Wer Zeichentrick mit Realszenen kombiniert, kann wiederum glaubhaft die wirre Vielfalt einfangen, die sich im Kopf von Schizophrenie-Patienten abspielt – zumindest hat es bei Jonathan Hodgsons „Camouflage“ im Internationalen Wettbewerb geklappt, die Wahnvorstellungen mit viel Wärme comichaft zerfließen zu lassen, ohne die Krankheit als Lieferanten von Anekdoten zu benutzen. Dafür hat der Film den NRW-Preis bekommen, der Hauptpreis ging an den collagierten Albtraum „Dream Work“ des Österreichers Peter Tscherkassky. Auch hier lassen sich Fundstücke aus dem Kinoarchiv, abstrakte Digitalschnipsel und Fiktion nicht mehr unterscheiden. Das ist der Laptop-Alltag 2002.

Bei aller Liebe zur gedoppelten Welt war da noch was: der Terror der Realität, vor der wir uns seit dem 11. September mehr fürchten als vor Überwachungskameras, Big Brother oder dem simulierten Leben im Falschen.
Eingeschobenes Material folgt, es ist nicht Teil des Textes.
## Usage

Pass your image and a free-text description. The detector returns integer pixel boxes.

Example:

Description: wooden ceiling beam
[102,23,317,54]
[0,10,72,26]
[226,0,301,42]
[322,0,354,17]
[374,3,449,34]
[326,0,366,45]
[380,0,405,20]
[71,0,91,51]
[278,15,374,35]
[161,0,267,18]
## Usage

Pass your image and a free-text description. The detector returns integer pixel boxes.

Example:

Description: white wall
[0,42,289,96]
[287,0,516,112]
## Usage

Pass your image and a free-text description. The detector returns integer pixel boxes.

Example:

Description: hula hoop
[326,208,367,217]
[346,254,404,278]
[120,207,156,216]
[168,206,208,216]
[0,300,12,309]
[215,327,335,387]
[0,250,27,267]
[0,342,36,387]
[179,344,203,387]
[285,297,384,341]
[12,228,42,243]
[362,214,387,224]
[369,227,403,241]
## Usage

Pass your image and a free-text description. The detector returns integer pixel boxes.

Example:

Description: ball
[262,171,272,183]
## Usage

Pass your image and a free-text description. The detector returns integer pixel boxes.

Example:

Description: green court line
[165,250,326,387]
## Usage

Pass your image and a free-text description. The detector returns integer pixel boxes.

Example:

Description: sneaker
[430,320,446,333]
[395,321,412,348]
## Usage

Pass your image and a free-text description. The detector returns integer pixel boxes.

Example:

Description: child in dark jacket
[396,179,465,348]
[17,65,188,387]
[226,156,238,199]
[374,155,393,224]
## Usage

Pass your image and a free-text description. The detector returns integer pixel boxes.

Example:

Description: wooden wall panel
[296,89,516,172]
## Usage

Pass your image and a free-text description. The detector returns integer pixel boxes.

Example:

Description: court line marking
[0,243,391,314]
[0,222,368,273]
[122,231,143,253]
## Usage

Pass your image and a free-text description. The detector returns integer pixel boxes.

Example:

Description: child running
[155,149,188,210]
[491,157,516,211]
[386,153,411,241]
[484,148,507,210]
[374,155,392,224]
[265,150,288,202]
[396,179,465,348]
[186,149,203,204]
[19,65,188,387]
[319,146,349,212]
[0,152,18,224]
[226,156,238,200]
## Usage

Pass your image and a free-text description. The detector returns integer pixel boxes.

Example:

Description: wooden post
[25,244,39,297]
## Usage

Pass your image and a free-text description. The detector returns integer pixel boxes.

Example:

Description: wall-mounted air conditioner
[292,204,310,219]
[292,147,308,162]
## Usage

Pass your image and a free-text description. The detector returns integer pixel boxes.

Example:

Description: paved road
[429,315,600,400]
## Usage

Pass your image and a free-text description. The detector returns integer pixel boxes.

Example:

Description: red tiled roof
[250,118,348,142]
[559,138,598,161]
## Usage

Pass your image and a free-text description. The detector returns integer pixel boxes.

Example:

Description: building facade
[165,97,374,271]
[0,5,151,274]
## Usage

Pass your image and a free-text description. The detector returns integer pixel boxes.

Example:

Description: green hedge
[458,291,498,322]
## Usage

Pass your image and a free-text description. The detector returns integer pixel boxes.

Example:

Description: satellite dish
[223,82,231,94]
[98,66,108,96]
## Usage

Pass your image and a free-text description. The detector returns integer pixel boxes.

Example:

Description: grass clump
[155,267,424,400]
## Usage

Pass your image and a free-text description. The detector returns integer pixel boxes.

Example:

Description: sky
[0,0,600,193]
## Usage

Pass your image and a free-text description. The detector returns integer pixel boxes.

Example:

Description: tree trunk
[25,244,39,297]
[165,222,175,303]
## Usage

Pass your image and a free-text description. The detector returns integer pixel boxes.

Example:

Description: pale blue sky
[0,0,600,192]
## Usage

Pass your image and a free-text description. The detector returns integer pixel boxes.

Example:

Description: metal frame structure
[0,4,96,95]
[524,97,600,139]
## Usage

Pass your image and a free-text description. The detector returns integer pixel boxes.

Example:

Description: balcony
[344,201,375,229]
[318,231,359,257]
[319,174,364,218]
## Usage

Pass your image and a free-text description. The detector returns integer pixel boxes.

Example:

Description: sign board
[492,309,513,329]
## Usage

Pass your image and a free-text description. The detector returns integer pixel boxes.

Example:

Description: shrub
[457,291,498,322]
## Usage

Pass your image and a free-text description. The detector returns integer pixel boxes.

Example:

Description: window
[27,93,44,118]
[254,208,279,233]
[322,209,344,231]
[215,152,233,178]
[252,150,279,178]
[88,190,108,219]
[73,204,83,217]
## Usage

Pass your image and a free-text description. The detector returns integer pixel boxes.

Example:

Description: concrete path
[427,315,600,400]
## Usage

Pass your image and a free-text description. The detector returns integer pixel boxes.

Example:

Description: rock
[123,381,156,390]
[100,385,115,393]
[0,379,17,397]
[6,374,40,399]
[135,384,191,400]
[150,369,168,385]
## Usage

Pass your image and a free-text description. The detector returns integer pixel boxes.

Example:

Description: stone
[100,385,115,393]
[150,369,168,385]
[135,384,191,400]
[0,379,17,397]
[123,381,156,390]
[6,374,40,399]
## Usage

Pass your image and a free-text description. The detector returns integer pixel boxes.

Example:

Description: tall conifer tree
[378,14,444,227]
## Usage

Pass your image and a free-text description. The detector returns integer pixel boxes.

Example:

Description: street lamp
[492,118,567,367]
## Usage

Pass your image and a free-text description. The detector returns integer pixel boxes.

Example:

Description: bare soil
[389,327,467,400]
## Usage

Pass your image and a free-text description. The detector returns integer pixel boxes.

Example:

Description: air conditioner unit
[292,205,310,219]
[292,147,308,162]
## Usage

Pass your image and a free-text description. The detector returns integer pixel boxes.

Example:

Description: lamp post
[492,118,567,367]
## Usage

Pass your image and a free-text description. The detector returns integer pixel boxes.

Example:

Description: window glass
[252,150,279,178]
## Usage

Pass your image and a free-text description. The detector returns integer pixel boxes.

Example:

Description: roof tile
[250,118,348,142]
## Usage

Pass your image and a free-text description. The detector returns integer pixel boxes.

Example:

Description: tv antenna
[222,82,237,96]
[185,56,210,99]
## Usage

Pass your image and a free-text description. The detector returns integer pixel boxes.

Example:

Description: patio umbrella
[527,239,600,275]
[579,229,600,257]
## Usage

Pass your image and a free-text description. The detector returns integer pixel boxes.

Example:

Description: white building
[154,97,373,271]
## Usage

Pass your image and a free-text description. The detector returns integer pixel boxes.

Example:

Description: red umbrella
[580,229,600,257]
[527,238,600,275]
Vermutlich hätte sich also ein neues Manifest gut gemacht: Achse des Bösen, Krieg und Spaßgesellschaft – das sind Themen, bei denen das Kino nicht zurückzustehen braucht, wenn Meinung gefragt ist. Oberhausen blieb hier unaufgeregt. Im Wettbewerb gab es nur den Film von Claudia Aravena, in deren „11 de septiembre“ das World Trade Center noch einmal Feuer fängt zu einer Textpassage aus Marguerite Duras’ „Hiroshima Mon Amour“. Danach folgen Sätze Salvador Allendes über die Geschichte, die allein den Menschen gehört, die sie geschrieben haben, dazu der brennende Präsidentenpalast in Panama. Wer Wahrheiten sucht, die kein noch so unmittelbarer Schrecken ungeschehen machen kann, wird bei Aravena welche finden.
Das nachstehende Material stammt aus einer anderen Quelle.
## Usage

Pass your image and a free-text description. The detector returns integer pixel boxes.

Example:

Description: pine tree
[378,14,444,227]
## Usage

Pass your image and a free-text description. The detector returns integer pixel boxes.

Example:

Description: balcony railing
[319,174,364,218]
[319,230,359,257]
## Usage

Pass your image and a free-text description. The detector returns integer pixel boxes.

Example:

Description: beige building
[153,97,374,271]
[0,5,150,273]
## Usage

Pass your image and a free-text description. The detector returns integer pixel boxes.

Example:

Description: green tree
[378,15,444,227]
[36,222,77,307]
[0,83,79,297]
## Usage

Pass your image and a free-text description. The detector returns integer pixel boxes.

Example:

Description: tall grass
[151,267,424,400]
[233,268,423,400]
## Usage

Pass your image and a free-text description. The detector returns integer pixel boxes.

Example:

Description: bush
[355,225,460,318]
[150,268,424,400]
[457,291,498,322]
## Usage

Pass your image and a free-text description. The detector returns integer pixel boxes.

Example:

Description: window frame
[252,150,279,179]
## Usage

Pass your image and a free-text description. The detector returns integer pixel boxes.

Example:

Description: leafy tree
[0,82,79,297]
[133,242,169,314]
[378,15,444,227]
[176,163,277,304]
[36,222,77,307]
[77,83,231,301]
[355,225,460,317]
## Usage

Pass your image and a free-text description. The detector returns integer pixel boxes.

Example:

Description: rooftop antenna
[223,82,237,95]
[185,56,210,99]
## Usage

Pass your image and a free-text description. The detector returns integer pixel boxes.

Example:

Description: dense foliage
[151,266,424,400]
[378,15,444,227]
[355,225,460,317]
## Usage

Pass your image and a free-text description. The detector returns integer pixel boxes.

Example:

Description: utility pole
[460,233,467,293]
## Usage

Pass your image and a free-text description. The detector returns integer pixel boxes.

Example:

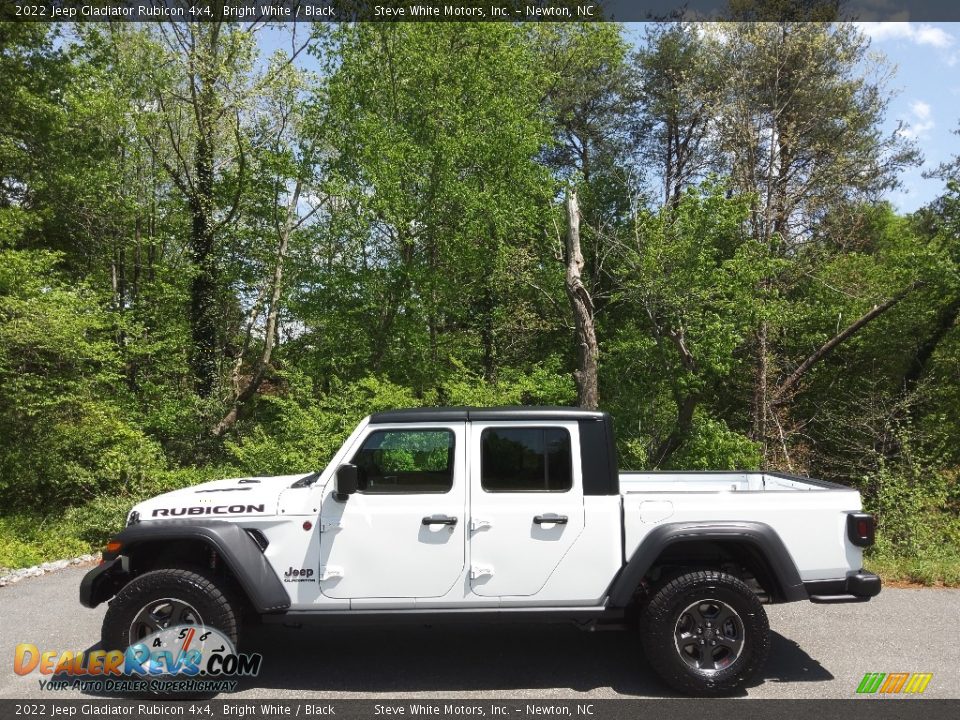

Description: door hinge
[470,565,493,580]
[319,565,343,582]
Florian Wüst war dieser Verweis auf historische Schuld zu kurz gedacht. Stattdessen hat der in Rotterdam lebende Videokünstler für Oberhausen gleich 15 Filmprogramme zum Thema „Katastrophe“ kompiliert: von Stummfilmdokus über das Erdbeben in San Francisco 1906 bis zur Vorortreportage, die die palästinensische Regisseurin Alia Arasoughly mit Frauen der Oberschicht in Nablus gedreht hat. Selbst in den Diskussionen war plötzlich zu spüren, wo Bilder ihre Grenzen haben – es ist der Kontext, der den täglichen Nachrichten aus dem Krisengebiet abgeht. Schon am Wort „Märtyrer“ trennen sich Welten: Der Westen verbindet damit noch immer religiöse Fanatiker, die für ihre Sache sterben; in Palästina werden all diejenigen so bezeichnet, die keines natürlichen Todes sterben. Irgendwann sagt eine der Frauen im Film: „Hoffentlich war dieser Junge der Letzte, der als Märtyrer sterben musste“ – und meint damit, dass es keine Opfer mehr geben soll. Auf beiden Seiten.

Tags darauf kam er doch noch, der Filmabend zu Ground Zero. Nur dass der brennende Wolkenkratzer bei François Bucher lediglich als Postkarte zu sehen war, weil der gebürtige Kolumbianer sich in seinem vorsichtig an den offiziellen Regierungsstatements entlangtastenden Essay für die Rhetorik der „infinite justice“ und die Ökonomie hinter dem US-Patriotismus interessiert. Bucher genügen paradoxe Konstellationen: Wo Fahnen geschwungen werden, sind auch die Billiglohnländer nicht weit, in denen diese Fahnen produziert werden. Das letzte Bild zur Katastrophe in New York hatte aber Jonas Mekas. Sein Video zeigt nur das brennende Hochhaus, im Hintergrund schluchzt eine Frau, als der erste Turm einstürzt. Dann hört man auf der Tonspur endlos Sirenen: Polizei, Feuerwehr, Krankenwagen. Ein grelles Konzert, das überlaut durch die Straßenfluchten hallt, eine unsichtbare Performance. Selten war die Stadt ein dermaßen lebendiger, selbst im Schock funktionierender Organismus wie in diesen Stunden am 11. September.